Friday, August 1, 2014
A portrait of my ex-neighbors' fierce little dog. Zoe is a biter but just before I moved away we became pals, or at least I wasn't bitten when I petted her. I've moved to a very hot area so my paint dries extremely fast. It's almost like working with watercolor. I have to know what I intend and do it decisively or the paint starts setting up and becomes unworkable. But with acrylic at least I can do some painting over as long as it doesn't get too thick. So considering the new variables in my working procedures, I am happy with the results and hopefully Zoe won't feed on me out the next time I see her.
Monday, May 19, 2014
This was created as an entry for this year's Marin County Fair. They have a dizzying number of categories and this one was for work no larger than 6"x6" so strangely enough, its dimensions are 6"x6". I've done another smaller work using this same cup so I had that painting beside me as I worked. It's interesting to have a related work done 3 or 4 years ago to see how my process has either changed or remained the same. For the most part, I think I've gotten better, maybe a little looser, which is something for which I have been striving. This also retains a little more of the qualities of a drawing.
I won the miniature category a couple years ago so I'm looking forward to seeing how I do this year. Interestingly, one of the judges is someone I went to art school with. It was so long ago I doubt that he'd remember me or my work since we weren't close and I don't think they see artist entry form.
Tuesday, March 4, 2014
A gift for my niece's birthday--a portrait of her nutty chihuahua Rosita, post cancer surgery and minus two teeth. This piece is tiny--4"x4" and painted on a wood panel so the size and surface were a challenge. Wood is relatively non-porous so whatever you do sits on the surface as opposed to canvas or paper that will absorb paint in a little. It's more difficult to use my usual wash blending techniques as a wash will dry with a hard edge, so I needed to do more dry brushing than usual. There isn't much room for detail in something this size with the exception of the eyes, which are relatively ginormous. I was using my other niece's excellent photo so there was great reference to work from and I got a little lost in all the eye detail. Can't imagine doing this head much bigger. I'd get sucked into those eyes and never make it back out!

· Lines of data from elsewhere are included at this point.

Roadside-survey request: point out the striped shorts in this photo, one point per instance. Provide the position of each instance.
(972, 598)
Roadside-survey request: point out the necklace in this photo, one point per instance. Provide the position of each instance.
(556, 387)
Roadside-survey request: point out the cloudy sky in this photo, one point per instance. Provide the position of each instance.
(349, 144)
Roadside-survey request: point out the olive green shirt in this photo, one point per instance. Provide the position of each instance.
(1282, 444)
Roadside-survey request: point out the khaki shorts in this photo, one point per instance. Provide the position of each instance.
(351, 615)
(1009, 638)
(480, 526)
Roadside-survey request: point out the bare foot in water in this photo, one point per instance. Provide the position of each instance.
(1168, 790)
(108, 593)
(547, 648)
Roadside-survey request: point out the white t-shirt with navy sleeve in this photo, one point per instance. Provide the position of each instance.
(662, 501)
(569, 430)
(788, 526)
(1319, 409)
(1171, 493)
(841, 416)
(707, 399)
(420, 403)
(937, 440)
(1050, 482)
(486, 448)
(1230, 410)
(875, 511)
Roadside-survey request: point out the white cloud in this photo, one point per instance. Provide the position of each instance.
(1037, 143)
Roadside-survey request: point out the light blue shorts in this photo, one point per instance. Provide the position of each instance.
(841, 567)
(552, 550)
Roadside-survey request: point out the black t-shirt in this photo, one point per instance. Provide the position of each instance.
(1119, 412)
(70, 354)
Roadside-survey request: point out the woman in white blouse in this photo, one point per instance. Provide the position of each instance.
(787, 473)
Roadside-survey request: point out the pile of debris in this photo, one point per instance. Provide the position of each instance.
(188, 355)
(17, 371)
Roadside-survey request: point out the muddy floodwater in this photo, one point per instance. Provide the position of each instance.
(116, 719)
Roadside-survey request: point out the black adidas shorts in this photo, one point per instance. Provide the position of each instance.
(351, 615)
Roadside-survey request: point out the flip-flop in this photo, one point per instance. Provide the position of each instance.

Thursday, February 20, 2014
Just finished this painting. The obvious challenge of painting Bingo was all the curly hair. A short-haired animal is easier because the anatomical shapes are readily seen and light and darkness define the contours. But a lot of hair disguises the body shape and throws light all over the place. Eyes are always an important detail and his eyes blend into the shadows and hair color so I had to create a very light photo reference to work from and there still wasn't much detail, so I had to emphasize what I could see.
As always, each painting is another step in the lifelong learning curve of being a painter. There's always points where I start wishing there was sat nav for artists to find their way through a painting. My method of dealing with getting lost is to take a break and do something totally different and come back to it or look at it in a mirror or upside down. Sometimes taking a picture of it helps, just anything to see it differently. Despite some moments of freaking out I'm pretty chuffed with how Bingo turned out.